In 1986, Cahill returned to the Argonauts a second time, this time as general manager. He was hired by team president Ralph Sazio, whom Cahill had an acrimonious relationship with. It was hoped that Cahill's hiring would help increase ticket sales for the struggling franchise and that as a media personality, he would be able to help with marketing as well as football operations. That year the Argos, led by quarterback J. C. Watts, finished first place in the East Division. In 1987, Watts left football due to his displeasure with Cahill. Following bitter contract negotiations, Watts stated that he would not "let incompetent, insecure people like Leo Cahill hold the key to my future; I won't let a fool like that intimidate me" and returned to his hometown of Oklahoma City, where he owned highway construction company, worked public relations for a high school, and was youth director of his church. Toronto went 11–6–1 without Watts and played in that year's Grey Cup. Following the 1988 season, the team was purchased by Harry Ornest, who chose to retain Sazio and not renew Cahill's contract.

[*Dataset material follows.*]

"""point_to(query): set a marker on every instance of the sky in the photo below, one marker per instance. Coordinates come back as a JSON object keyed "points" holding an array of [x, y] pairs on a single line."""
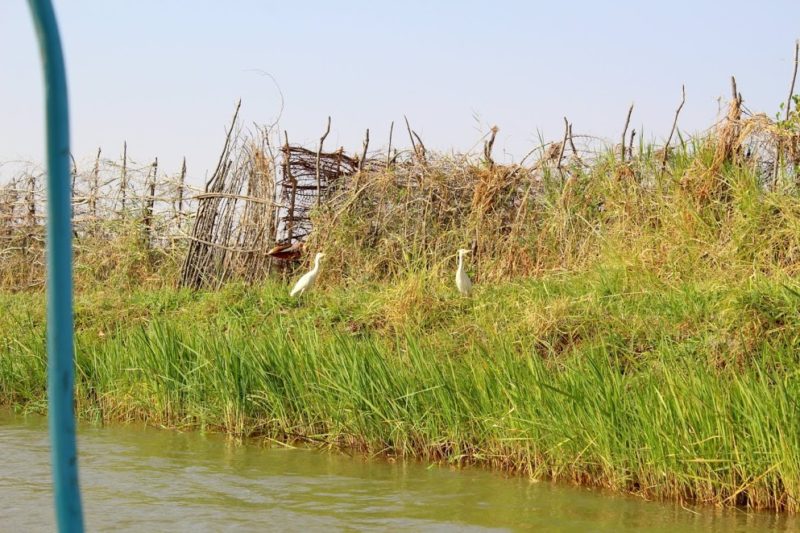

After leaving the Argonauts, Cahill worked as a leasing manager for Toronto auto firm, was a motivational speaker, and was a scouting consultant for the San Francisco 49ers. In 1996, he returned to the CFL as vice-president of operations for the Ottawa Rough Riders. In this role, Cahill oversaw football operations as well as marketing and public relations. The team folded at the end of the season.

From 2004 onward, Cahill served as goodwill ambassador for the Argonauts.

Cahill was inducted into the Ontario Sports Hall of Fame in 2013 in recognition of his contributions to the Argonauts franchise.

== Death ==
Leo Cahill died at an Atlanta hospital on February 15, 2018, at the age of 89, and is survived by five children: Steve, Christy, Terry, Lisa and Bettye.